The practical challenge in March is managing multiple simultaneous sowings across different temperature requirements and locations. Tender crops like tomatoes and courgettes still need indoor warmth. Hardy crops like spinach, peas and broad beans can go under cover or outside depending on the weather. Brassicas – cabbages, broccoli, Brussels sprouts, kale – need to be started in March for transplanting in May and June. Getting the timing and location right for each type avoids the twin failures of tender crops killed by cold and hardy ones that bolt because they were raised in too much warmth. The sowing guide below works through each category clearly.
Sowing indoors
March is the primary month for starting brassicas from seed in the UK. Cabbages, broccoli, purple sprouting broccoli, kale and Brussels sprouts all benefit from an indoor module sowing in March – they are transplanted to their final positions in May and June once they have developed into robust seedlings. Sow one or two seeds per module cell at 15-18°C and thin to the strongest. Brassicas do not need the high temperatures required by tomatoes and can be germinated on a cool windowsill or in an unheated propagator – indeed, excessively warm germination conditions can cause them to grow too quickly and produce weak, drawn seedlings.

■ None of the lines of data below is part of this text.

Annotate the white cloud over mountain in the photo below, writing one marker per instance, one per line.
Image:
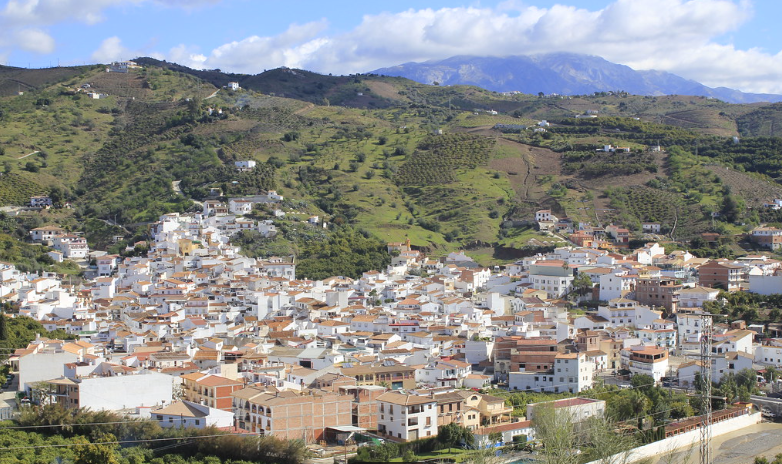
(685, 37)
(670, 35)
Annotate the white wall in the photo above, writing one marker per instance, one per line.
(685, 440)
(765, 285)
(125, 391)
(42, 366)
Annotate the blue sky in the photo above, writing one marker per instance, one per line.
(732, 43)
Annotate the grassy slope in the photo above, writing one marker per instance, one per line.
(514, 181)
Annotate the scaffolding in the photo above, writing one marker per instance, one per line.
(706, 412)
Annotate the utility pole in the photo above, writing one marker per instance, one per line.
(706, 332)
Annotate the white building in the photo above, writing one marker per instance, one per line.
(244, 165)
(406, 417)
(649, 360)
(116, 392)
(765, 284)
(695, 297)
(629, 313)
(616, 285)
(580, 409)
(555, 280)
(191, 415)
(769, 353)
(572, 372)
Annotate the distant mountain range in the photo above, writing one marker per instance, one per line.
(561, 73)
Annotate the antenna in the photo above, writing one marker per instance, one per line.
(706, 413)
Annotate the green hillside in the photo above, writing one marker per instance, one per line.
(388, 156)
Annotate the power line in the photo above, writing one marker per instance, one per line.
(121, 442)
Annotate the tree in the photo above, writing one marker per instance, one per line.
(605, 444)
(771, 374)
(582, 284)
(453, 434)
(99, 451)
(3, 326)
(556, 430)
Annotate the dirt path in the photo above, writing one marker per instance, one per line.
(739, 447)
(29, 154)
(304, 110)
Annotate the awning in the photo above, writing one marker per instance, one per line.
(347, 428)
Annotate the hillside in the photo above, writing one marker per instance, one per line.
(561, 74)
(389, 156)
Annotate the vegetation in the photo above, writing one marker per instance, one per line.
(384, 155)
(98, 440)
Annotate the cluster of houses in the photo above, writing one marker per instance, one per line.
(196, 334)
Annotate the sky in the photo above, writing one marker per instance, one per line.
(730, 43)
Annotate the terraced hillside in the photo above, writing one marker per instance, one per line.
(391, 157)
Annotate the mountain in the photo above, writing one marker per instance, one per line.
(561, 73)
(448, 167)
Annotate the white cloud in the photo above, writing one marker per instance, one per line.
(34, 40)
(111, 49)
(23, 22)
(294, 48)
(187, 56)
(47, 12)
(669, 35)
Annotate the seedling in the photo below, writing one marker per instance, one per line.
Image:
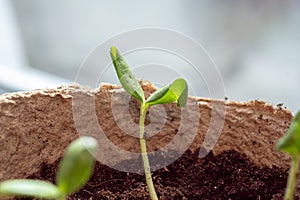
(74, 171)
(175, 92)
(290, 143)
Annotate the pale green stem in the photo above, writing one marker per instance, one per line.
(289, 194)
(147, 169)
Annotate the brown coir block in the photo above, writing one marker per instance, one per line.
(36, 126)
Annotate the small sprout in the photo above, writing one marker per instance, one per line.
(29, 188)
(175, 92)
(290, 143)
(74, 171)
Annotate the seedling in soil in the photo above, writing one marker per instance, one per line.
(175, 92)
(290, 143)
(74, 171)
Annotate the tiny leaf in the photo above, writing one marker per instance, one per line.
(126, 77)
(29, 188)
(77, 165)
(290, 142)
(177, 91)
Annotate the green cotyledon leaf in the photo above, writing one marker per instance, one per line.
(29, 188)
(290, 142)
(175, 92)
(126, 77)
(77, 165)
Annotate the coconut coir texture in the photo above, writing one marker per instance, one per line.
(37, 126)
(229, 175)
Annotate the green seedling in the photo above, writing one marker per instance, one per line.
(290, 143)
(74, 171)
(175, 92)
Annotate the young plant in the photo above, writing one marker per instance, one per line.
(74, 171)
(290, 143)
(175, 92)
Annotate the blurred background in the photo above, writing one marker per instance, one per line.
(255, 44)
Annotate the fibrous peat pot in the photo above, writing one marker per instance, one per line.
(36, 127)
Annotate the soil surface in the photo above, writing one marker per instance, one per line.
(229, 175)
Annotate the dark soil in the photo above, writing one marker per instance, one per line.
(229, 175)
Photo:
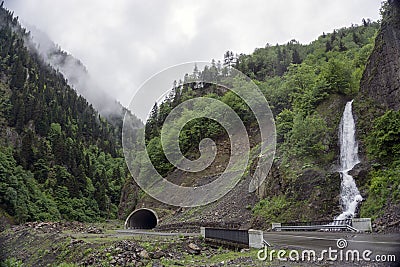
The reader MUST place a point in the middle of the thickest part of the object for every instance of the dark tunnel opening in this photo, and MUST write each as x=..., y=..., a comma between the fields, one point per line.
x=141, y=219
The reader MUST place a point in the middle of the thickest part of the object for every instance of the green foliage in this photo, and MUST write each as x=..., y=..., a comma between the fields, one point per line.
x=308, y=137
x=11, y=262
x=63, y=160
x=384, y=188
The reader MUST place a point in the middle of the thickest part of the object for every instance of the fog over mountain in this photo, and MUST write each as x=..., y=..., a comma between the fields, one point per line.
x=122, y=43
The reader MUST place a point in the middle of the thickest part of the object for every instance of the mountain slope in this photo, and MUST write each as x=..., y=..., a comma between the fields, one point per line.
x=59, y=158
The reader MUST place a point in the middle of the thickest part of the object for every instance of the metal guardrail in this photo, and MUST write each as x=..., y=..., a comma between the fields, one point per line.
x=335, y=225
x=229, y=235
x=316, y=227
x=312, y=223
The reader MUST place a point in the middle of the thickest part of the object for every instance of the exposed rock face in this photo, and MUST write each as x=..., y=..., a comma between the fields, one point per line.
x=381, y=79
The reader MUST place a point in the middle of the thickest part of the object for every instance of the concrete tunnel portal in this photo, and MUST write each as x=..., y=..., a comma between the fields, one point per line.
x=141, y=219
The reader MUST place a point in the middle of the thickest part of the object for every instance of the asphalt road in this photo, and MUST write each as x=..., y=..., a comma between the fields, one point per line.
x=379, y=244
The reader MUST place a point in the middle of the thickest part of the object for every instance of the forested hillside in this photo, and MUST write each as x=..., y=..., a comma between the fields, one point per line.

Courgettes and squash are best started at the very end of March rather than the beginning – they germinate within days and grow so rapidly that a March sowing is planting-ready by late May, which is exactly the right time. Start them any earlier and you will have large, pot-bound plants sitting waiting for the weather to improve. Sow one seed per 9cm pot on its side – this prevents water sitting on the flat seed surface and causing rot – and keep at 20°C until germinated.
Direct outdoor sowing
Best varieties for March sowing
March sowing tips and checklist
Hardy annual flowers scattered in March establish better than later sowings because they have time to develop strong root systems before summer heat arrives. Cornflowers, nigella, calendula, larkspur and ammi majus are all straightforward from a direct March sowing – rake the soil surface to a fine tilth, scatter the seed thinly, rake in very lightly and water. Do not cover with fleece as most hardy annuals germinate best with exposure to light. Thin seedlings to 20-30cm apart once established. The only mistake to avoid is sowing into wet, cold soil that has not been allowed to drain – seeds sown into waterlogged soil rot rather than germinate, and March can still produce days where the soil is saturated after winter rain. Wait for a dry spell and the surface to begin to lose the grey, wet sheen before sowing.
Peas direct sown in March perform particularly well if the soil has been prepared in advance. Peas fix atmospheric nitrogen through root nodule bacteria and do not need a rich soil – they actually perform better in a moderately fertile soil than a heavily manured one, which produces excessive leafy growth at the expense of pods. What they do need is good drainage and a soil pH of 6.0-7.0. Sow in a flat-bottomed drill 5cm deep and 5cm wide, placing seeds in a double row 7cm apart. Support with twigs, netting or a proper pea frame before the plants need it rather than after – trying to thread established pea growth through netting is an exercise in frustration.
March is the one month you can sow too early outdoors as well as too late. The temptation in a warm spell is to get seeds straight into the ground, but a cold snap after sowing – common in March – can either kill seedlings outright or trigger bolting in crops like spinach and some lettuces that interpret cold as a signal to set seed. Use fleece over outdoor sowings throughout March and be patient with tender crops. The soil will be warm enough by late April for direct sowing without protection.